HKUST-1 (HKUST ⇒ Hong Kong University of Science and Technology), which is also called MOF-199, is a material in the class of metal-organic frameworks (MOFs). Metal-organic frameworks are crystalline materials, in which metals are linked by ligands (so-called linker molecules) to form repeating coordination motives extending in three dimensions. The HKUST-1 framework is built up of dimeric metal units, which are connected by benzene-1,3,5-tricarboxylate linker molecules. The paddlewheel unit is the commonly used structural motif to describe the coordination environment of the metal centers and also called secondary building unit (SBU) of the HKUST-1 structure. The paddlewheel is built up of four benzene-1,3,5-tricarboxylate linkers molecules, which bridge two metal centers. One water molecules is coordinated to each of the two metal centers at the axial position of the paddlewheel unit in the hydrated state, which is usually found if the material is handled in air. After an activation process (heating, vacuum), these water molecules can be removed (dehydrated state) and the coordination site at the metal atoms is left unoccupied. This unoccupied coordination site is called coordinatively unsaturated site (CUS) and can be accessed by other molecules.

Structural analogs

Monometallic HKUST-1 analogs 
Cu2+ was used as metal center in the first synthesized HKUST-1 material, but the HKUST-1 structure was also obtained with other metals. The oxidation state of most used metals is +II, which results in a neutral overall framework. In the case of trivalent metals (oxidation state +3), the overall framework is positively charged and requires anions to compensate the charge and guarantee charge neutrality.

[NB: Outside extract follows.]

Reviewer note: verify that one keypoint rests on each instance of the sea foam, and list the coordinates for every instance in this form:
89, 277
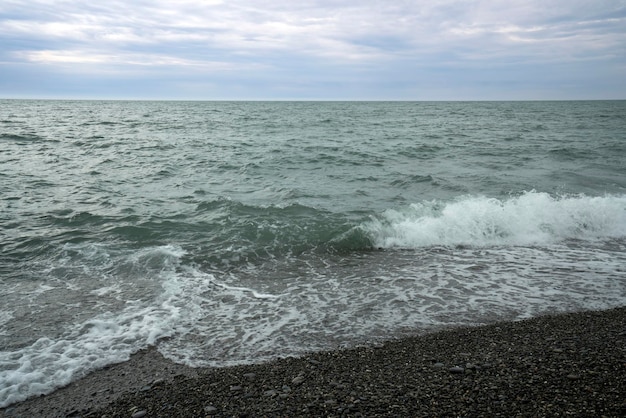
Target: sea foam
530, 219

Mixed-metal HKUST-1 analogs 
In addition to monometallic HKUST-1 analogs, several mixed-metal HKUST-1 materials were synthesized, in which two metals are incorporated into the framework structure at crystallographically equivalent positions. The incorporation of two metals can be achieved by using both metals for the synthesis (direct synthesis) or by using post-synthetic metal-exchange. For the post-synthetic metal exchange, a monometallic HKUST-1 material is synthesized in the first step. Subsequently, this monometallic HKUST-1 is suspended in a solution containing the second metal, which results in an exchange of metal centers in the framework leading to a mixed-metal HKUST-1.

Theoretically calculated HKUST-1 analogs 
Several HKUST-1 analogs have already been synthesized, but several research groups have investigated the properties of the HKUST-1 structure by means of theoretical calculations. For this purpose, additional metal centers were incorporated into the framework on the theoretical level, which have not been used for the synthesis (e.g. Sc, V, Ti, W, Cd). Theoretical study on a mixed-metal HKUST-1 containing Cu in combination with various other metals (e.g. W, Re, Os, Ir, Pt, Au) were also reported, of which several metal combinations have not been synthesized.